Mindfulness in parenting was measured at the third timepoint only with the Interpersonal Mindfulness in Parenting-Infant Version (IMP-I [41, 42]). Twenty-seven items were rated from 1 (never true) to 5 (always true) to calculate five subscale scores and a total score. Example items include “I find myself distracted when I am with my baby because I am busy doing or thinking about something else at the same time” (Listening with Full Attention—reversed) and “I try to be understanding and patient with my baby when they are having a hard time” (Compassion for Self and Child). The internal consistency varied across subscales (alpha = 0.84 for Listening with Full Attention, 0.47 for Emotional Awareness of Self and Child, 0.70 for Self-Regulation in the Parenting Relationship, 0.39 for Nonjudgmental Acceptance of Self and Child, 0.73 for Compassion for Self and Child) but high for the total score (alpha = 0.88).
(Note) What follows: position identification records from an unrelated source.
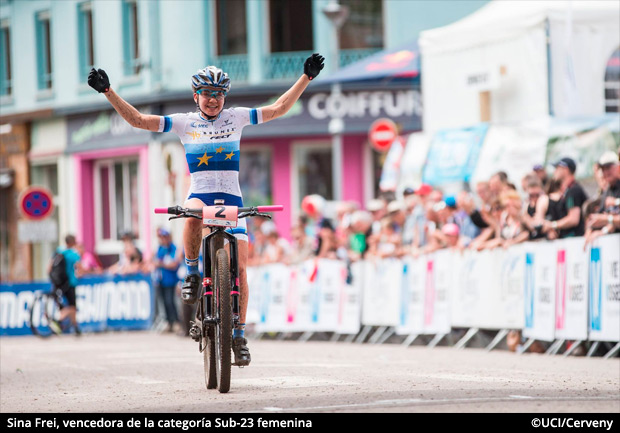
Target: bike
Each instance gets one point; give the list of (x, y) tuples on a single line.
[(217, 310), (45, 310)]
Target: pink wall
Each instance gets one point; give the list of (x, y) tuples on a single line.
[(353, 169), (353, 173), (85, 192), (280, 180)]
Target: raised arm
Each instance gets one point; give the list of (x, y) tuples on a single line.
[(312, 68), (98, 80)]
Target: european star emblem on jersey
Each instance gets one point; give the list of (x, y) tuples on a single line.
[(193, 134), (204, 159)]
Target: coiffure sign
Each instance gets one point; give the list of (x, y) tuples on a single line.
[(311, 115), (103, 129), (392, 104)]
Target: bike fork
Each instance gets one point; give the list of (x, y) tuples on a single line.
[(235, 293)]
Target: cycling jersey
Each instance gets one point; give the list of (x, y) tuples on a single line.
[(212, 153)]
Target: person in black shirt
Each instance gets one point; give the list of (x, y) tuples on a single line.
[(610, 199), (602, 221), (573, 197)]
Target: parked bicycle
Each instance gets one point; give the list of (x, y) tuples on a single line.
[(217, 310), (44, 313)]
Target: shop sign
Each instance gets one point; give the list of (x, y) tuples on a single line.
[(103, 128)]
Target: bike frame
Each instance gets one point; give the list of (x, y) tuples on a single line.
[(212, 238)]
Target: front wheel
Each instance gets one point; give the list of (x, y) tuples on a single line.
[(45, 309), (38, 317), (208, 346), (224, 328)]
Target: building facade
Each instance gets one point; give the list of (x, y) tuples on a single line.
[(106, 177)]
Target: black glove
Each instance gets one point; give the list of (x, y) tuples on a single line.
[(98, 80), (313, 65)]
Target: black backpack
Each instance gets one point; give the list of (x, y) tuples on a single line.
[(58, 273)]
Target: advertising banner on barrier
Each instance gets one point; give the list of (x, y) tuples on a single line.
[(382, 285), (350, 305), (412, 297), (437, 288), (571, 295), (103, 303), (604, 287), (510, 288), (539, 291)]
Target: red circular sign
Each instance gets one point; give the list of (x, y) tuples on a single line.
[(382, 134), (36, 202)]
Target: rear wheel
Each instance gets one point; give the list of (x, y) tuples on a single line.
[(44, 309), (224, 328), (38, 318)]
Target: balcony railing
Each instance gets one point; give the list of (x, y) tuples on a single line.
[(284, 66), (351, 56), (235, 65)]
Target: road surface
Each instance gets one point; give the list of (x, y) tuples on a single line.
[(152, 372)]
Compassion was indexed through the Compassion Scale (CS [43]), administered at each timepoint. Participants rated 24 items from 1 (almost never) to 5 (almost always) to derive six subscale scores and a total score. Example items include “I don’t feel emotionally connected to people in pain” (Separation – reversed) and “My heart goes out to people who are unhappy” (Kindness). Here, too, the internal consistency for subscales was variable (alpha = 0.61–0.75 for Kindness, 0.64–0.73 for Indifference, 0.50–0.65 for Common Humanity, 0.70–0.74 for Separation, 0.42–0.72 for Mindfulness, 0.54–0.65 for Disengagement) but good for the total score (alpha = 0.77–0.83).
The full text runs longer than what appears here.